His senses had shifted.

He could hear things no normal person should. The distant hum of neon lights. The faint vibration of energy coursing beneath the earth. The synchronized heartbeat of something unnatural moving just out of reach.

The realization made his jaw tighten.

He wasn't just enhanced.

He was connected to something bigger.

"You're quiet," Lyra said, not looking at him.

Dante kept his pace even. "I have a lot on my mind."

She smirked faintly. "I bet."

They kept moving, slipping through the remains of the outer district. The city was still miles away, but the abandoned highways and skeletal remains of old buildings provided enough cover.

Then, a low hum filled the air.

Dante froze. His golden eyes flicked upward.

In the distance, sleek black drones cut through the sky, scanning the ruins with eerie precision.

"They're looking for us," Lyra murmured.

Dante's fists clenched. "Then we need to move."

They took a longer route, weaving through the overgrown roads and avoiding open spaces. The deeper they went, the more Dante felt it—an unease curling in his chest.

Something wasn't right.

Then—

A figure emerged from the shadows.

Tall. Cloaked. Their face obscured by a mask that shimmered faintly under the moonlight.

Lyra tensed, drawing her weapon instantly. "Dante—"

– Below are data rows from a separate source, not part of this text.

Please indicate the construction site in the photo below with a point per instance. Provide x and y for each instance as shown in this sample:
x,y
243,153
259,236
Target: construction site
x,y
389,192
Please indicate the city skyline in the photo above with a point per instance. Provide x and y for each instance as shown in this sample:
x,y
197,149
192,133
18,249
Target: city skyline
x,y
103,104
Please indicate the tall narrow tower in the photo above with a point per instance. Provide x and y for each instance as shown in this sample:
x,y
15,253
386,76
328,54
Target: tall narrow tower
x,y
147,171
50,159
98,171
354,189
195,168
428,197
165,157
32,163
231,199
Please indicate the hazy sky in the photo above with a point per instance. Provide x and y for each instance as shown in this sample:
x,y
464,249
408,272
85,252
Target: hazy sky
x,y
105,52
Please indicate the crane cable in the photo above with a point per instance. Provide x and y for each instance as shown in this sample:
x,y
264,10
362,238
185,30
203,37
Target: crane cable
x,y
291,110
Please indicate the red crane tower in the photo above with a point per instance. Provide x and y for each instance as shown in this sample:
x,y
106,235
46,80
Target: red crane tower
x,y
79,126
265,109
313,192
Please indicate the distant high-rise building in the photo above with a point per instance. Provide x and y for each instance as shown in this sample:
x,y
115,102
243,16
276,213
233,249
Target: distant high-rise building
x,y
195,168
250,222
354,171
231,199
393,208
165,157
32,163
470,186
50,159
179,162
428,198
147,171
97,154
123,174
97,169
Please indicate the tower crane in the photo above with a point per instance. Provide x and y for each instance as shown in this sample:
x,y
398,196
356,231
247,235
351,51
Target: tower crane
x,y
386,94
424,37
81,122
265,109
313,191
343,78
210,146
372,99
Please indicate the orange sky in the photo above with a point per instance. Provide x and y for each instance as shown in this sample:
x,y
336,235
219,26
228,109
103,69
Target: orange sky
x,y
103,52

The figure raised a hand. "If I wanted you dead, I wouldn't have let you see me."

Dante stepped forward, eyes narrowing. "Who the hell are you?"

The figure tilted their head. Then, in a voice low and steady, they said—

"The only one who can tell you what you really are."

---

A Dangerous Encounter

Silence hung between them, thick and suffocating. Dante felt a shift in the air, a subtle charge that made the hair on his arms stand on end. Whoever this masked stranger was, they weren't normal.

Neither was he.

Lyra's fingers tightened around the trigger. "Start talking."

The masked figure exhaled, a slow and deliberate motion. "You're heading toward the city. You won't make it far—not unless you know what's waiting for you."

Dante narrowed his eyes. "And you do?"

"I know because I've been where you are." The figure's head tilted slightly. "Waking up in a body that doesn't feel like your own. Strength you can't explain. Hearing things you shouldn't."

Dante's pulse quickened. "What are you saying?"

"I'm saying you're not the first."

Lyra shot Dante a glance. "He could be lying."

The figure chuckled, the sound low and edged with something unreadable. "You think they only experimented on one subject? No. There were others."

Dante's jaw tightened. "Where are they?"

"Dead."

The word hung in the air like a death sentence.

The figure took a step closer, moving with a smooth, practiced grace. Dante instinctively tensed, his body reacting before his mind could process why.

"They're coming for you," the stranger continued. "You and her." Their masked face turned toward Lyra. "She's not just a scientist, is she?"

Dante felt Lyra stiffen.

The figure let the silence drag before continuing. "You're more than you claim to be. Both of you. The city isn't a refuge—it's a hunting ground. And you're walking right into it."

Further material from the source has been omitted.